FIG. 1 is a block diagram of a control system applied to the implementation of antilock control according to the present invention, FIG. 2 is a timing chart of the control, FIGS. 3 and 4 are flowcharts, and FIG.
The figure is a timing chart in the conventional antilock control method. 1 Wheel speed sensor 2 Control unit 3 Master cylinder 4 Brake pedal 5 Modulator 6 Hold valve 7 Decay valve 8 Reservoir 9 Pump 10 …accumulator

Claims (1)

(57) [Claims] (1) Pressurizing brake fluid pressure in response to an electric signal,
In a vehicle anti-lock control method in which pressure reduction is repeated to prevent wheel lock during braking, the pseudo vehicle body speed Vv is calculated based on the fastest wheel speed among the wheel speed Vw of each wheel during braking. Is set, and the wheel speed Vw is decelerated by pressurizing the brake fluid pressure.

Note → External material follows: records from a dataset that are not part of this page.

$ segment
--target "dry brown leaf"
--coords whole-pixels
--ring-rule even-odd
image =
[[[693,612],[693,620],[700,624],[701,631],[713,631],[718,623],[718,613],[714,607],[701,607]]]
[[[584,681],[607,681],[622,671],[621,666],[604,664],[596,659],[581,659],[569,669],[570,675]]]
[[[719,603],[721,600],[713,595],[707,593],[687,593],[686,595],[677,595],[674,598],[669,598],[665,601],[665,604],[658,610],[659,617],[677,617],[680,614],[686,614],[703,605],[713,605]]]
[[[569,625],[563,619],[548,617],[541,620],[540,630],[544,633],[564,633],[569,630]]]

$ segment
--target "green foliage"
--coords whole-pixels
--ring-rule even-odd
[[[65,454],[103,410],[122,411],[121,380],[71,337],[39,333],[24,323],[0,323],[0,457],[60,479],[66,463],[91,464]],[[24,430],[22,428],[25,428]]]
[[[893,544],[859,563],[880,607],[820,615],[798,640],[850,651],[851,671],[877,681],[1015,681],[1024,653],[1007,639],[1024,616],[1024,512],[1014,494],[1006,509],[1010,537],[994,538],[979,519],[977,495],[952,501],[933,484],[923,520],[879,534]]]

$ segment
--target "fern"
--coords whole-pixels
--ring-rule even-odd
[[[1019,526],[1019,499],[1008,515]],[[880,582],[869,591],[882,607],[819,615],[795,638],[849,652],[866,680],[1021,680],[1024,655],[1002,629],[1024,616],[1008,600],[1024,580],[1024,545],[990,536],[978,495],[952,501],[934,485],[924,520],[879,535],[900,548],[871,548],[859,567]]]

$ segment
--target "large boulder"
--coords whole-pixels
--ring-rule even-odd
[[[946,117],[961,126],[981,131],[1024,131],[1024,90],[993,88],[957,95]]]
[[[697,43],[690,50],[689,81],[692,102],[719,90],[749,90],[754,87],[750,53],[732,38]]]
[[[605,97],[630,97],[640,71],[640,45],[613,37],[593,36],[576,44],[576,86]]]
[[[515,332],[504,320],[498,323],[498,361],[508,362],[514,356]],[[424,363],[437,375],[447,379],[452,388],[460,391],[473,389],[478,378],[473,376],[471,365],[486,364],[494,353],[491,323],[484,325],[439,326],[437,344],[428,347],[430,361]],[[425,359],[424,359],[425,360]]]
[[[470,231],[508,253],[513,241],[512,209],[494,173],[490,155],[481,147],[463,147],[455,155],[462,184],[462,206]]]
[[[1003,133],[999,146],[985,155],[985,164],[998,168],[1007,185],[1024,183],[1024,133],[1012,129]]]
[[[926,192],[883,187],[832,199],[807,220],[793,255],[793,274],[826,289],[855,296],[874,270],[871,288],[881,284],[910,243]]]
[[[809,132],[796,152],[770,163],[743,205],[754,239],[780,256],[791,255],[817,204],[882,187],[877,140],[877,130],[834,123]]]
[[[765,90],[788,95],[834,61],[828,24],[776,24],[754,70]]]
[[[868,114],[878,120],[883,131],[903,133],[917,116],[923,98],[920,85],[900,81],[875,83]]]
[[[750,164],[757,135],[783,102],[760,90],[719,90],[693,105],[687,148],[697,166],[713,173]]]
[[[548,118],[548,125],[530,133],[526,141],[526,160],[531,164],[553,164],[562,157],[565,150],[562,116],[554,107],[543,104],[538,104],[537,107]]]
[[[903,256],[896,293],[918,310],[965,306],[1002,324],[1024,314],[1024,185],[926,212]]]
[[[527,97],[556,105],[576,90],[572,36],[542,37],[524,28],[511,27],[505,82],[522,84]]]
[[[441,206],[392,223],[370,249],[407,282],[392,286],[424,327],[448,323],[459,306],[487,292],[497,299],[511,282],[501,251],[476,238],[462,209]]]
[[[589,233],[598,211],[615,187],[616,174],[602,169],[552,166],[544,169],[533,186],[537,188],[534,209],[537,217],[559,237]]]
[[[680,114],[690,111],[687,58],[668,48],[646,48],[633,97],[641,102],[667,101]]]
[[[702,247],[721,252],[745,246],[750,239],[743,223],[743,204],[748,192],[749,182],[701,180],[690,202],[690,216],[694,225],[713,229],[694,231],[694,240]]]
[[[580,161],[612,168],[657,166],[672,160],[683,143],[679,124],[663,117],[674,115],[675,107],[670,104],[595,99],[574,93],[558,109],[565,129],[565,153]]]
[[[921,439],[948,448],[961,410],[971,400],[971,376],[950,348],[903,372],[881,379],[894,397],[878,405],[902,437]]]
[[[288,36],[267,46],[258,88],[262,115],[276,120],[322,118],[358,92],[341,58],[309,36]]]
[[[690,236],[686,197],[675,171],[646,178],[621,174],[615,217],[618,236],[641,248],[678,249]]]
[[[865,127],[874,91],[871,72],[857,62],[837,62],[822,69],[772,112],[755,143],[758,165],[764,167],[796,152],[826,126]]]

However, the brake fluid pressure is restored by the subsequent reduction and holding of the brake fluid pressure, and when the speed reaches a speed (Vv−ΔVx) lower than the pseudo vehicle speed Vv by a predetermined value ΔVx, the brake fluid pressure is started to be increased again. In this case, however, the predetermined value Vx is changed according to the magnitude of the road surface friction coefficient, which is an antilock control method for a vehicle.